I think this is one of those things that’s pretty field-specific. For instance I’m generally not convolving with filters that are small enough for the direct implementation to be efficient. As you mention, for similarly-sized inputs the FFT approach is generally better, and when they are very differently-sized you want to use overlap-save convolution, which uses FFTs in a block-wise fashion. The conv implementation currently selects between those two algorithms depending on the size of the input, but it would be good for it to also select the direct method when one of the inputs is small enough.

Basically it’s a matter of perspective - some folks say “FFT convolution is only useful for really big inputs” and other say “direct convolution is only useful for really small inputs”. Seems like conv could be smart enough to always do the right thing, but someone needs to add that check.

I agree the docs could be improved. I usually expect the convolution of a length-N array and a length-M array to be length N+M-1, but that should be documented.

Though it uses the FFT algorithm, DSP.jl’s conv implementation takes care of zero-padding internally, so it does linear convolution, not circular convolution.

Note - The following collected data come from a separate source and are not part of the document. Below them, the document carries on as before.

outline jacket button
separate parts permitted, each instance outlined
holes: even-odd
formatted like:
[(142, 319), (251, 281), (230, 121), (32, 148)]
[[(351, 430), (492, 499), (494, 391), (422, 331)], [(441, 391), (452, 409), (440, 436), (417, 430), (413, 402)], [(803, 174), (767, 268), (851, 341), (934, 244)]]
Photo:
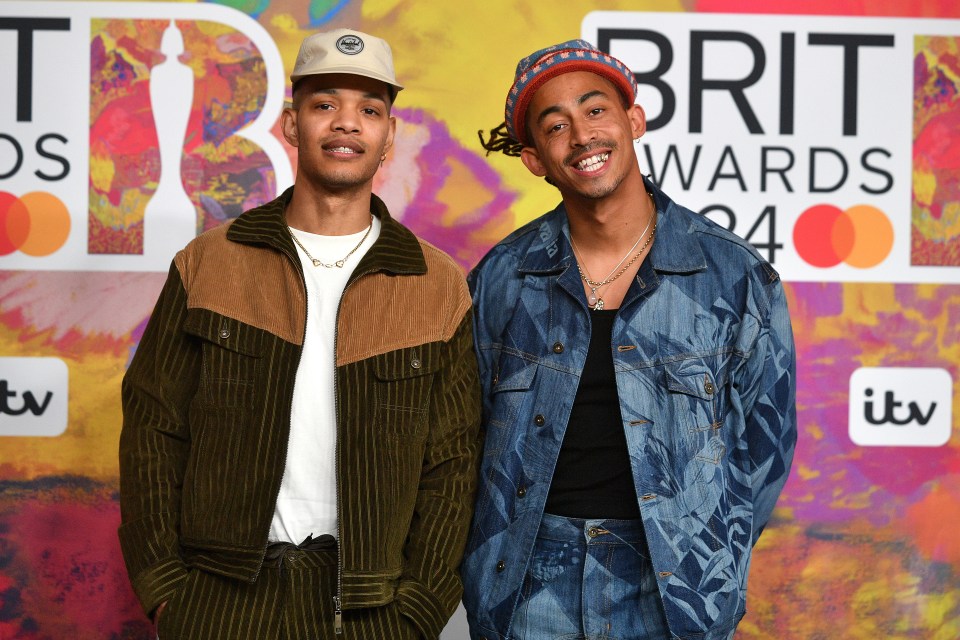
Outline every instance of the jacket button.
[(493, 376), (493, 386), (497, 386), (498, 382), (500, 382), (500, 376)]
[(553, 352), (554, 352), (554, 353), (563, 353), (563, 343), (562, 343), (562, 342), (554, 342), (554, 343), (553, 343)]
[(420, 368), (420, 361), (419, 361), (418, 359), (414, 358), (413, 360), (410, 361), (410, 366), (413, 367), (414, 369), (419, 369), (419, 368)]
[(526, 488), (526, 487), (521, 486), (519, 489), (517, 489), (517, 497), (518, 497), (518, 498), (522, 498), (522, 497), (525, 496), (525, 495), (527, 495), (527, 488)]
[(713, 383), (707, 380), (703, 383), (703, 390), (707, 392), (708, 396), (712, 396), (714, 392)]
[(507, 568), (507, 564), (503, 560), (500, 560), (499, 562), (497, 562), (497, 573), (502, 572), (506, 568)]
[(533, 418), (533, 424), (537, 425), (538, 427), (542, 427), (543, 425), (547, 424), (547, 419), (538, 413)]
[(230, 337), (229, 329), (227, 329), (226, 327), (224, 327), (223, 329), (220, 329), (220, 338), (222, 338), (223, 340), (226, 340), (229, 337)]

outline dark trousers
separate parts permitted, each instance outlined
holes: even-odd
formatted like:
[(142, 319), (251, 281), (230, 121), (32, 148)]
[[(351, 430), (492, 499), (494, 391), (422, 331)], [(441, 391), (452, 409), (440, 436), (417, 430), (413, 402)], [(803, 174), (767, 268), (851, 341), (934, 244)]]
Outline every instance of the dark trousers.
[(334, 632), (336, 549), (287, 545), (253, 584), (194, 569), (160, 616), (159, 640), (420, 640), (393, 604), (343, 611)]

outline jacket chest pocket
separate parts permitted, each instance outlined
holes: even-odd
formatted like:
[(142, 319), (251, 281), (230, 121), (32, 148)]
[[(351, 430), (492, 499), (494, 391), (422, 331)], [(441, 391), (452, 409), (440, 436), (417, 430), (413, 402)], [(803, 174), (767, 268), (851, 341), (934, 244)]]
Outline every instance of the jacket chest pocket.
[[(538, 364), (510, 354), (499, 354), (490, 380), (490, 415), (487, 420), (484, 458), (497, 457), (507, 446), (514, 430), (517, 438), (525, 437), (525, 427), (533, 420), (520, 420), (524, 413), (532, 413), (535, 394), (531, 391), (537, 376)], [(521, 426), (522, 425), (522, 426)]]
[(184, 331), (200, 341), (203, 404), (226, 409), (252, 406), (262, 360), (260, 330), (198, 311), (188, 314)]
[(690, 457), (719, 465), (725, 457), (727, 434), (726, 368), (715, 371), (704, 362), (683, 361), (664, 369), (675, 424), (682, 427)]
[(378, 432), (389, 436), (425, 435), (439, 355), (437, 349), (423, 345), (374, 358)]

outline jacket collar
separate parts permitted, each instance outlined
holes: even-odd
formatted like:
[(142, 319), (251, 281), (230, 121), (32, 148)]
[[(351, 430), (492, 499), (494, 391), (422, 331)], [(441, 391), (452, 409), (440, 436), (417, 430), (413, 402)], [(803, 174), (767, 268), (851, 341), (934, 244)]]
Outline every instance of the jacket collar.
[[(227, 239), (243, 244), (268, 245), (300, 264), (284, 215), (292, 197), (293, 187), (290, 187), (276, 199), (245, 211), (230, 225)], [(380, 236), (360, 260), (354, 273), (426, 273), (427, 262), (420, 241), (412, 231), (394, 220), (383, 201), (373, 194), (370, 195), (370, 213), (380, 219)]]
[[(657, 205), (657, 235), (647, 256), (655, 271), (693, 273), (707, 267), (693, 221), (683, 215), (679, 205), (649, 180), (644, 179)], [(521, 273), (557, 273), (576, 264), (570, 246), (570, 224), (561, 202), (543, 217), (536, 229), (537, 238), (520, 263)]]

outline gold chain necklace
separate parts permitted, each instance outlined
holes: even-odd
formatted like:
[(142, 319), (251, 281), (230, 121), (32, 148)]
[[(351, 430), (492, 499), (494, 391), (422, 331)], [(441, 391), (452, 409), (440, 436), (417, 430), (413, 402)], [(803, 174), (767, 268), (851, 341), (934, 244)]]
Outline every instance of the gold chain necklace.
[[(629, 256), (634, 249), (637, 248), (637, 245), (640, 243), (640, 240), (643, 238), (643, 236), (646, 235), (647, 229), (650, 229), (650, 223), (653, 222), (653, 217), (657, 213), (656, 201), (653, 199), (653, 194), (650, 192), (647, 192), (647, 195), (650, 196), (650, 202), (653, 203), (654, 205), (653, 213), (651, 214), (650, 219), (647, 220), (647, 226), (644, 227), (643, 232), (640, 234), (640, 237), (638, 237), (637, 241), (633, 243), (632, 247), (630, 247), (630, 251), (628, 251), (626, 255), (624, 255), (623, 258), (620, 259), (620, 262), (617, 263), (617, 266), (615, 266), (613, 270), (609, 274), (607, 274), (607, 277), (604, 278), (603, 280), (597, 282), (596, 280), (591, 279), (590, 273), (586, 270), (586, 266), (585, 265), (583, 267), (580, 266), (580, 263), (583, 262), (583, 258), (580, 256), (580, 251), (577, 250), (577, 245), (573, 241), (573, 234), (570, 234), (570, 246), (573, 247), (573, 253), (576, 255), (576, 258), (577, 258), (577, 271), (580, 272), (580, 279), (583, 280), (587, 284), (587, 286), (590, 288), (590, 295), (587, 296), (587, 304), (589, 304), (590, 307), (592, 309), (595, 309), (596, 311), (600, 311), (603, 309), (603, 297), (602, 295), (597, 294), (597, 291), (601, 287), (605, 287), (606, 285), (610, 284), (611, 282), (613, 282), (614, 280), (622, 276), (624, 273), (626, 273), (627, 270), (630, 268), (630, 265), (636, 262), (637, 258), (639, 258), (643, 254), (643, 252), (646, 250), (648, 246), (650, 246), (650, 243), (653, 242), (653, 236), (657, 233), (657, 225), (656, 223), (654, 223), (653, 229), (650, 231), (650, 235), (647, 236), (647, 241), (644, 242), (643, 246), (640, 247), (640, 249), (633, 254), (633, 257), (630, 258), (630, 261), (627, 264), (623, 264), (623, 261), (627, 259), (627, 256)], [(623, 268), (620, 269), (620, 271), (617, 271), (617, 269), (622, 264), (623, 264)], [(616, 272), (616, 275), (614, 275), (614, 272)]]
[(347, 262), (347, 258), (352, 256), (354, 252), (356, 252), (356, 250), (359, 249), (361, 245), (363, 245), (364, 241), (367, 239), (367, 236), (370, 235), (370, 230), (373, 229), (373, 214), (372, 213), (370, 214), (370, 226), (367, 227), (367, 232), (363, 234), (362, 238), (360, 238), (360, 242), (357, 243), (357, 246), (355, 246), (353, 249), (350, 249), (350, 253), (348, 253), (347, 255), (343, 256), (339, 260), (336, 260), (330, 263), (322, 262), (314, 258), (312, 255), (310, 255), (310, 252), (307, 251), (307, 248), (303, 246), (303, 243), (300, 242), (299, 238), (297, 238), (296, 234), (293, 232), (293, 229), (291, 229), (290, 227), (287, 227), (287, 229), (290, 231), (290, 237), (293, 238), (293, 241), (297, 243), (298, 247), (303, 249), (303, 252), (307, 255), (307, 258), (310, 260), (310, 262), (313, 263), (313, 266), (326, 267), (327, 269), (333, 269), (334, 267), (336, 267), (337, 269), (342, 269), (343, 265), (346, 264)]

To answer the original question, it seems that what you want depends on the characteristics of your filter b. First off, I’m assuming that the idea is for the output to “line up” with the input. If the filter peaks on the first sample (like exp.(0:-0.5:-10)), then you probably want something like conv(a, b)[1:length(a)]. But if you have some filter that includes a delay, like gaussian(21, 0.15), then you might want conv(a,b)[11:end-10].